Buying local is good for everyone. You are supporting indigenous manufacturing and employment whilst also avoiding any engagement with an elaborate import supply chain, which adds transport and shipping pollution to product delivery. 

In South Africa we are lucky. If you are a new car buyer, there are many locally built models to choose from as a total of seven mainstream car brands produce vehicles locally.

Of these South African built vehicles, which is the most popular?

It’s an inarguable fact that South Africa’s local vehicle consumption is dominated by bakkies and compact hatchbacks. These are the two vehicle classes which represent most of the transactional activity and as such, it’s unsurprising that the most successful locally built vehicles, judged in terms of their sales volumes, are bakkies and B-segment hatchbacks. 

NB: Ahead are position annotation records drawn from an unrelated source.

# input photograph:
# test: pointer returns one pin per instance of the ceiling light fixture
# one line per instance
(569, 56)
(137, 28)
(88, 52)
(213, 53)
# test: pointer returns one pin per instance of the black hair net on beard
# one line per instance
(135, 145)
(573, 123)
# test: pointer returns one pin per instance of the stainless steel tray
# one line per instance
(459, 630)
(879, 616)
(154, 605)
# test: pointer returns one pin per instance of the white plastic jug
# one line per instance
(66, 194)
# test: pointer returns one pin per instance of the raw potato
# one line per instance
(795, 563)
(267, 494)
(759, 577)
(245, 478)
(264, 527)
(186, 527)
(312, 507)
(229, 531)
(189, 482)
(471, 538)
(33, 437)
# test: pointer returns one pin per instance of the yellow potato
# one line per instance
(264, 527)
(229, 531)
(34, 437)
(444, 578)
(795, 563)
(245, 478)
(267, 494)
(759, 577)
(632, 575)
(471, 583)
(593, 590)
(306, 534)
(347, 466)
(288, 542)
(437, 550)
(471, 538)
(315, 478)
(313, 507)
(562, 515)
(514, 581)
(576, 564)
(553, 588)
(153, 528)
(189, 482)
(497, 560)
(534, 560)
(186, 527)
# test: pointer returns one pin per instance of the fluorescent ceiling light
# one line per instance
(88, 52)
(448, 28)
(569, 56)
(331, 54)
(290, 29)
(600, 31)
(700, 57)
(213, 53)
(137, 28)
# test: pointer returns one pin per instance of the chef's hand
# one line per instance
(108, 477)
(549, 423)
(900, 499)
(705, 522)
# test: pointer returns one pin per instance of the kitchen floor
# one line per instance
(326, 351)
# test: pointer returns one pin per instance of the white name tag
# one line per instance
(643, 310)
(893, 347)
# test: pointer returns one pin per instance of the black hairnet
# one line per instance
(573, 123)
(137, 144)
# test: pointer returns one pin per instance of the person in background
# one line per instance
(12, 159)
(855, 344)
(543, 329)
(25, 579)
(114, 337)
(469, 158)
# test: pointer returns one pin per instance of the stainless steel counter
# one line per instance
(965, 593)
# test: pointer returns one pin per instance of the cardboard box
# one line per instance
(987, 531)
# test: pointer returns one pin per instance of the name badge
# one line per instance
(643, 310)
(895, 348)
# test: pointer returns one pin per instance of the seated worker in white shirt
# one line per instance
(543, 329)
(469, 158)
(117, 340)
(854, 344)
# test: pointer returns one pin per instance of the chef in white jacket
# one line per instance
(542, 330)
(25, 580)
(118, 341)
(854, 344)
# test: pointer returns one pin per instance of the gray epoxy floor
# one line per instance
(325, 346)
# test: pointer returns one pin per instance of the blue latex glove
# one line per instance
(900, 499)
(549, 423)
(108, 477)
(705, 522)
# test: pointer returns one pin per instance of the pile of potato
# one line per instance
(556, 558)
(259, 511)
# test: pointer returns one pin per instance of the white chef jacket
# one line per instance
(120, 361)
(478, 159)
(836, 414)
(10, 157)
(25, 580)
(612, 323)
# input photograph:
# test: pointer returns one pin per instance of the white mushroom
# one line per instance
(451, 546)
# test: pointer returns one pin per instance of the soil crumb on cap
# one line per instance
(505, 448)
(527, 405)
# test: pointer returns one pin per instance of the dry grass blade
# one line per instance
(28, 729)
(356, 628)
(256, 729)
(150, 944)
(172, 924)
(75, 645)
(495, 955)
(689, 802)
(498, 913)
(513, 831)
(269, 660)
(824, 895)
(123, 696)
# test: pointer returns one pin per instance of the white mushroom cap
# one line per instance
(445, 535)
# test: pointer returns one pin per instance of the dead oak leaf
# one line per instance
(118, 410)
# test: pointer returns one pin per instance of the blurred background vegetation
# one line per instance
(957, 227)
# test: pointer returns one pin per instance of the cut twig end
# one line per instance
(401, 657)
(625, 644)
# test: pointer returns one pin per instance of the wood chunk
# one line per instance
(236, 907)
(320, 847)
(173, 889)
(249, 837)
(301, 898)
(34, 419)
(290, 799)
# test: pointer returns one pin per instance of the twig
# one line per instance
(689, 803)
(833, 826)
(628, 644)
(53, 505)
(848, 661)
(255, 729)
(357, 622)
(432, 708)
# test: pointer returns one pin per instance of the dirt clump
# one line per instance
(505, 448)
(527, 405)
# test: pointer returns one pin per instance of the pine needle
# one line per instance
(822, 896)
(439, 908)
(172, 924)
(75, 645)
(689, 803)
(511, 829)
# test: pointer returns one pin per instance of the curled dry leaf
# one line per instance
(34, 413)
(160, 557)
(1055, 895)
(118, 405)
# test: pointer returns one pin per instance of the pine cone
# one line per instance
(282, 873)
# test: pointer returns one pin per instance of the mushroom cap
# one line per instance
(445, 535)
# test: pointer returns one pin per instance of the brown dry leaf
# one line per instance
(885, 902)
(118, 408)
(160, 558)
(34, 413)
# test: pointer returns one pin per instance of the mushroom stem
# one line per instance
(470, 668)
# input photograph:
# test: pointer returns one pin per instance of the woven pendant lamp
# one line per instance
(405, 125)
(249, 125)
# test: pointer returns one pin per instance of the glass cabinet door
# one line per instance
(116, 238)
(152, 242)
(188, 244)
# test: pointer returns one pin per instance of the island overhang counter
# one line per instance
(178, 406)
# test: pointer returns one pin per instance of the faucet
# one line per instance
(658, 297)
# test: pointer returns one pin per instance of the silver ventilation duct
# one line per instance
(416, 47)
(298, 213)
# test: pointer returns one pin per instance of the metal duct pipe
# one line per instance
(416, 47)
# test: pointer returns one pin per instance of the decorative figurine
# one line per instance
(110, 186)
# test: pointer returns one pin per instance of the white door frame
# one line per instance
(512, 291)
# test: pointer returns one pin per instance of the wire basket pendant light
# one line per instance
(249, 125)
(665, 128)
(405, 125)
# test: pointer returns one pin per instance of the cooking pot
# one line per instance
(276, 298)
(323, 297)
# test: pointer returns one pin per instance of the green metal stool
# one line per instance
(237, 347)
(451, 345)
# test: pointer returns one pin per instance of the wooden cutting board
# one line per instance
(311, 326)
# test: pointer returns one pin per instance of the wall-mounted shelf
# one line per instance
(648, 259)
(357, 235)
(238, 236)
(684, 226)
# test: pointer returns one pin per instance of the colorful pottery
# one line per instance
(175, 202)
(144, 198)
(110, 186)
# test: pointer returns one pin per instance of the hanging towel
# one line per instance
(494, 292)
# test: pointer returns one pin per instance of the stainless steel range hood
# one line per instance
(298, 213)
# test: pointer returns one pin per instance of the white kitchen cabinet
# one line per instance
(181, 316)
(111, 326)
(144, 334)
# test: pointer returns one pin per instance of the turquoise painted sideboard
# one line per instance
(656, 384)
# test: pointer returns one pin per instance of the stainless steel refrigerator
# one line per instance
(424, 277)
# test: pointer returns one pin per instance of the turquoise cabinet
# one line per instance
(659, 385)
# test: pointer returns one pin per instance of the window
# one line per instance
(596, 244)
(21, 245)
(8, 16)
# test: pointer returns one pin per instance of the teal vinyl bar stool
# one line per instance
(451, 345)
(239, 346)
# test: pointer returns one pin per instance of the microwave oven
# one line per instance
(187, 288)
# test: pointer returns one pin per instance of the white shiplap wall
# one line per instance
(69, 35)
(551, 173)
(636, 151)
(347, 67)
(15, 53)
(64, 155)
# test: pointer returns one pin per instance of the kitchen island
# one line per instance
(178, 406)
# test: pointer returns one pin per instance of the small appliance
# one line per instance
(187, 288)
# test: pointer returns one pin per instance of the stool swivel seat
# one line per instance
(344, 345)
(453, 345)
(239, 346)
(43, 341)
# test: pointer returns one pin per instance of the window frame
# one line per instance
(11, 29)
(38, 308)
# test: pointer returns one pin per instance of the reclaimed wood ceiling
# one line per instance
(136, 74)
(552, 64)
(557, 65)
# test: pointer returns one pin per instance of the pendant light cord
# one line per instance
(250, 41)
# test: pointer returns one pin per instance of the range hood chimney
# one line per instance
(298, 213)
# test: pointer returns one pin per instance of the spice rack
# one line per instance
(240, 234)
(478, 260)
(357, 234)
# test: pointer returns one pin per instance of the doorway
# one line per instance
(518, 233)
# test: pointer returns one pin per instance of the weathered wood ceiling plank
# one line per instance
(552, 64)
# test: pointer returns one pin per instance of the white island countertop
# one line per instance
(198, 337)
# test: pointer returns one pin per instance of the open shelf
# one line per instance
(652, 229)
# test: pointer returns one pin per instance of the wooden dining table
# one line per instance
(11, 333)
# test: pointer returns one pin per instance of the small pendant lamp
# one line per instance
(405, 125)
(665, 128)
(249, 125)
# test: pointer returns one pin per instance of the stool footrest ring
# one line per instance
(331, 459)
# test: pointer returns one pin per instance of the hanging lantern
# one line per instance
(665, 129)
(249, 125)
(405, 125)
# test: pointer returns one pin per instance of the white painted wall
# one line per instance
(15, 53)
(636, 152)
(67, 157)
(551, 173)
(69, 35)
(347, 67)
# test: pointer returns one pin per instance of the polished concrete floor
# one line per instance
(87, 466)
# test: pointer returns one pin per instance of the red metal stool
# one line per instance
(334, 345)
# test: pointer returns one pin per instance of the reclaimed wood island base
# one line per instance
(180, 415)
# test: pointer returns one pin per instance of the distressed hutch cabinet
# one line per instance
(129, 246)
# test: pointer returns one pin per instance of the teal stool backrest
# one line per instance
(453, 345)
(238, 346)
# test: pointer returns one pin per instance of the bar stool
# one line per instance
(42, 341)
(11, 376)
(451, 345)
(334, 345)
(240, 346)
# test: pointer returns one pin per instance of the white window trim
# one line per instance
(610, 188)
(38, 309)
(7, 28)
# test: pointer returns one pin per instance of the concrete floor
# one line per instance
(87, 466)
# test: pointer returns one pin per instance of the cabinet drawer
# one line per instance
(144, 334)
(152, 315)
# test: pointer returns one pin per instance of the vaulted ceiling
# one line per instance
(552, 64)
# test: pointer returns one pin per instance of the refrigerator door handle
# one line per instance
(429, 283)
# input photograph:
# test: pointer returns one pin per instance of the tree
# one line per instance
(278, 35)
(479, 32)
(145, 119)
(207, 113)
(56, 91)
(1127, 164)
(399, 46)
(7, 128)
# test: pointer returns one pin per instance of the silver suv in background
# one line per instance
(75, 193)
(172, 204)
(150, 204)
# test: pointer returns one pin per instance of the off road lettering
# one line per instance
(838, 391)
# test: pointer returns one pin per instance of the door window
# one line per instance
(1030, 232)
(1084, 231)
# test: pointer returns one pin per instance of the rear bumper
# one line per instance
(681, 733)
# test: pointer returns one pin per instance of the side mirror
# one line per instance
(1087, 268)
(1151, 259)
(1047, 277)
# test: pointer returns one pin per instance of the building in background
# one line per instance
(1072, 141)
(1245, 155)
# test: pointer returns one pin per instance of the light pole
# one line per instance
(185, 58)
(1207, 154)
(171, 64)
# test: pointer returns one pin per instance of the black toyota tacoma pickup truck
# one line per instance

If there is one sector of the motoring economy which is impervious to instability, it’s the bakkie market. Heavy industry, agriculture, mining, civil engineering and short haul logistics all require bakkies to make their businesses work and beyond the honest single-cabs which mostly service this market, there is the rampant popularity of double-cab bakkies in the leisure/family vehicle role for many urbanised South Africans too. 

Toyota dominates the local motoring landscape, accounting for nearly a quarter of all vehicles sold. And of all those Toyotas we buy, it’s no surprise that the brand’s benchmark bakkie is its most successful product.

Selling 9889 units in the first quarter of this year, Toyota’s Hilux is the most popular of all locally built vehicles on sale in South Africa. The enormous range appeals to many customer needs and price points, with steel-wheel single-cabs and leather-seat equipped double-cabs providing a huge diversity of choice. 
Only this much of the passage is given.